Trois types de personnalités

Trois types de personnalités sous-jacentes peuvent être isolés chez les auteurs d'atteintes aux mœurs. On rencontre, tout d'abord, des sujets ayant souffert d'une carence affective et éducative lors de l'enfance, au psychisme peu organisé et présentant en général une insuffisance intellectuelle. Leur passage à l'acte est souvent de l'ordre de la violence par défaut de maîtrise pulsionnelle, parfois favorisée par l'alcoolisme ou des moments de détresse sociale. Leur prise en charge sera avant tout éducative et sociale, associée à un accompagnement médico-psychologique.

On peut identifier, ensuite, des sujets fragiles, toujours en quête d'identité à l'âge adulte, personnalités limites chez qui l'on retrouve passages à l'acte violents, besoin de séduction, défaillance du narcissisme primaire (sentiment de ne jamais avoir été aimé) et hyperexcitation sexuelle à certains moments de leur existence.

On peut mettre à part, enfin, des sujets pervers, stables, intelligents, bien organisés et insérés, qui ont besoin de séduire et peuvent multiplier les passages à l'acte. Ils sont violeurs, pédophiles, rarement pères incestueux. Si l'apport de la psychanalyse est indispensable pour aborder les auteurs de crimes sexuels présentant une structure perverse ou une perversion au sens clinique du terme (à partir des bases jetées par Freud dans ses Trois Essais sur la théorie de la sexualité), les limites de celle-ci, d'un point de vue thérapeutique, apparaissent vite, au point que la perversion est considérée par certains comme une contre-indication à un traitement analytique.
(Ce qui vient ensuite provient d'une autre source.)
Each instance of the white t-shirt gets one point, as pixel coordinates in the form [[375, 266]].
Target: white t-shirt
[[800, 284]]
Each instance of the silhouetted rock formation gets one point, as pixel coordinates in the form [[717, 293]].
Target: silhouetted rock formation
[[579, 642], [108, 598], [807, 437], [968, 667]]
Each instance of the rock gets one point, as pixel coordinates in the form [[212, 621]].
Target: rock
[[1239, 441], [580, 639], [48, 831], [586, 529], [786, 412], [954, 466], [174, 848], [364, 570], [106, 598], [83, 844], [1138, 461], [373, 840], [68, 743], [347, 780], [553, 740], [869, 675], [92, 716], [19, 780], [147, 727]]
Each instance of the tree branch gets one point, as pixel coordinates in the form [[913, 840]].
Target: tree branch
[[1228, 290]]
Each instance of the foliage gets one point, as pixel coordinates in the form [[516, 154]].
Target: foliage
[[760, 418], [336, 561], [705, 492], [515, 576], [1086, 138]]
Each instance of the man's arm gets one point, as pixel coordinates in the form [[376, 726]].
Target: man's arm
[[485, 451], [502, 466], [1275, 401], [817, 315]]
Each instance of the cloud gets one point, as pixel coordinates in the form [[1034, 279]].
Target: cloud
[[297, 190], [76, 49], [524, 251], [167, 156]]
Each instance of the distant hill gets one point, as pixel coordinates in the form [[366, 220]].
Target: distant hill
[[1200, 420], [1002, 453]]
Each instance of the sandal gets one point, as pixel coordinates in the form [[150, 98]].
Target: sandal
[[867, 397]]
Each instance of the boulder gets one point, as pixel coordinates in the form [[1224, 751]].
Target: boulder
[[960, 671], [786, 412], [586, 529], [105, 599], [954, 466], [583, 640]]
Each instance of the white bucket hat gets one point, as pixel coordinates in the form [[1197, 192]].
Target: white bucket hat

Prévenir plus encore que punir ou guérir

La prise en charge des auteurs de crimes et délits sexuels doit prendre en compte tout à la fois les données de criminologie clinique et l'analyse psychopathologique. Elle ne peut être que multipartenariale et bien des auteurs de crimes sexuels relèveront avant tout d'une prise en charge socio-éducative associée au suivi psychiatrique. Elle nécessite au préalable une évaluation clinique soigneuse, prenant en compte la reconnaissance éventuelle des faits et recherchant aussi la capacité du sujet à entreprendre un travail de psychothérapie. Elle ne peut s'entrevoir en cas de déni complet du passage à l'acte. C'est là un des problèmes liés au fonctionnement judiciaire français, qui, contrairement, par exemple, à celui en vigueur au Canada, assoit la défense non pas sur la reconnaissance des faits, la volonté d'amendement et une demande authentique de soins, mais sur l'irresponsabilité partielle ou le déni de l'acte.

L'action des pouvoirs publics

Depuis 1994, trois rapports réalisés par des professionnels à la demande des ministres de la Santé et de la Justice ont contribué à l'étude des conditions nécessaires à la mise en place d'un dispositif de soins : ils ont été présentés par les psychiatres Thérèse Lempérière et Claude Balier et par la pénaliste Marie Élisabeth Cartier. Centré sur la prévention des récidives, le projet de loi présenté en janvier 1997 par Jacques Toubon, alors garde des Sceaux, fut très critiqué par les médecins, qui ne pouvaient accepter le principe d'une condamnation aux soins. Repris par Élisabeth Guigou, il prévoit un suivi socio-judiciaire qui peut comporter une injonction de soins. Par ailleurs a été engagée une politique d'assistance et de soutien aux victimes. Sur le plan judiciaire, les auditions des enfants agressés devraient être limitées, le projet Guigou ayant plutôt retenu l'enregistrement des déclarations de l'enfant. Sur le plan sanitaire, il rend possible le remboursement des frais occasionnés par les soins consécutifs à l'agression et la mise en place de structures d'accueil médico-psychologiques développées.